We came to deeply admire him. His physical stamina was amazing. His helicopter accident meant he carried a heavy metal brace on one leg and limped badly. He must have been in pain a lot of the time, but we never heard him complain. And, of course, none of this mattered when he was flying a helicopter or a spitfire. “I was a born aviator,” he once told us in an interview. Not immodestly, just a fact.

If we suggested to him that making a documentary was stressful, he liked to quote WWII allied fighter pilots at us “If you think that is stress try being a rookie pilot with a Messerschmitt on your tail.” Fair enough.

To Tim those young fighter pilots were absolute heroes. Many were elderly men when he later met them and there was nothing, he wouldn’t do for them. He truly loved their company and they his.

Reid and Sir Tim in 2011.

In 1995 he asked Melanie if she would film a special event he was putting on.

“It was the 50th anniversary of VE Day and  the government refused to pay for any commemorations. Tim wasn’t happy about that so he organised a massive air show at the Wigram airbase in Christchurch. He put on a bus from every RSA in the South Island and all the old pilots and soldiers turned up – I remember about 1 pm in the afternoon one of Tim’s sons told me that $80,000 had been spent on the bar already. Tim paid. It was his way of thanking those men for what they had done for New Zealand. He was one of the most generous, kind people I have ever met.”

Tim Wallis was appointed a Knight Bachelor in the 1994 New Year Honours, for services to deer farming, export and the community.
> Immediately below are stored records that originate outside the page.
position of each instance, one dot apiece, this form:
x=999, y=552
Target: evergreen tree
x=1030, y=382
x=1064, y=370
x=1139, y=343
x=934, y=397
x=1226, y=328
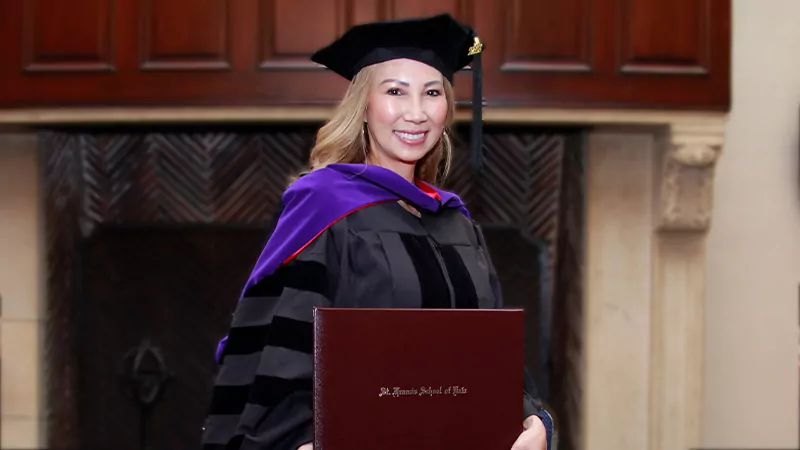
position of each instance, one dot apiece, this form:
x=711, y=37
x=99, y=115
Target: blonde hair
x=343, y=138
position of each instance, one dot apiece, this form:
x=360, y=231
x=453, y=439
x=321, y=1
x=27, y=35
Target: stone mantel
x=649, y=196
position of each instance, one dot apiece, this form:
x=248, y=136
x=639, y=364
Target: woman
x=364, y=228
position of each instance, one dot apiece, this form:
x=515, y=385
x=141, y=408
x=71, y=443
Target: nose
x=416, y=111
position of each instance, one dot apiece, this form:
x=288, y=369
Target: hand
x=534, y=437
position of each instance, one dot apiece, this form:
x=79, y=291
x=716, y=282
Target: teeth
x=409, y=136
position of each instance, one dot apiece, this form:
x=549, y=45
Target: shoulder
x=317, y=187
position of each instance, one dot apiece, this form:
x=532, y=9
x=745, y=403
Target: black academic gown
x=380, y=256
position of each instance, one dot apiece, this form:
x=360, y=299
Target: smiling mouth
x=411, y=137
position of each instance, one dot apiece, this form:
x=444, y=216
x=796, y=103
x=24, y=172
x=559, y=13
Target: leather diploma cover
x=392, y=379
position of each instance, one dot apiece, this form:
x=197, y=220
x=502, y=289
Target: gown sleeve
x=263, y=395
x=531, y=403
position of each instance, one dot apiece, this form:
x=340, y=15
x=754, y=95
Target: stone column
x=649, y=200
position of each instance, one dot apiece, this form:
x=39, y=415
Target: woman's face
x=406, y=113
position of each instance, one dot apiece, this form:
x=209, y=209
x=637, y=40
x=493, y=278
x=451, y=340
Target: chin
x=410, y=156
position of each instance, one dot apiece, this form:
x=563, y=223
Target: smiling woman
x=344, y=236
x=394, y=114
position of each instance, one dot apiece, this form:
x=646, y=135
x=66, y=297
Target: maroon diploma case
x=401, y=379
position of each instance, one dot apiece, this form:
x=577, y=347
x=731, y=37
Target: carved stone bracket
x=687, y=176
But unknown to most people he initially turned the honour down. He found the idea of being called Sir, embarrassing. He was talked into accepting it by his friends and family.

When Melanie asked him in an interview if his knighthood changed anything he replied; “It hasn’t affected the family at all, we’re still the same. I didn’t go up a grade in cars or anything, I’ve kept my old Holden.”

In Jan 1996 Tim crashed his Spitfire on take-off from Wānaka. He was given a 10 percent chance of recovering from his coma. Just like those young fighter pilots he admired so much he beat the odds.

A few weeks ago, Melanie went to visit Tim and his wife Lady Prue in Wānaka. Tim greeted her with his usual big smile, and they discussed Russia and the documentary. It was her chance to say goodbye.

“He had a huge influence on my life. If ever things get tough, I think of him. He influenced a lot of people’s lives - whether he knew this or not, I’m not really sure.

“For those of us lucky enough to have spent time with him, we will have lasting memories of great times, wild times, mad times - some unbelievable – but whatever the adventure you were on with him, it was always one hell of an experience. Unforgettable, just like Tim himself.”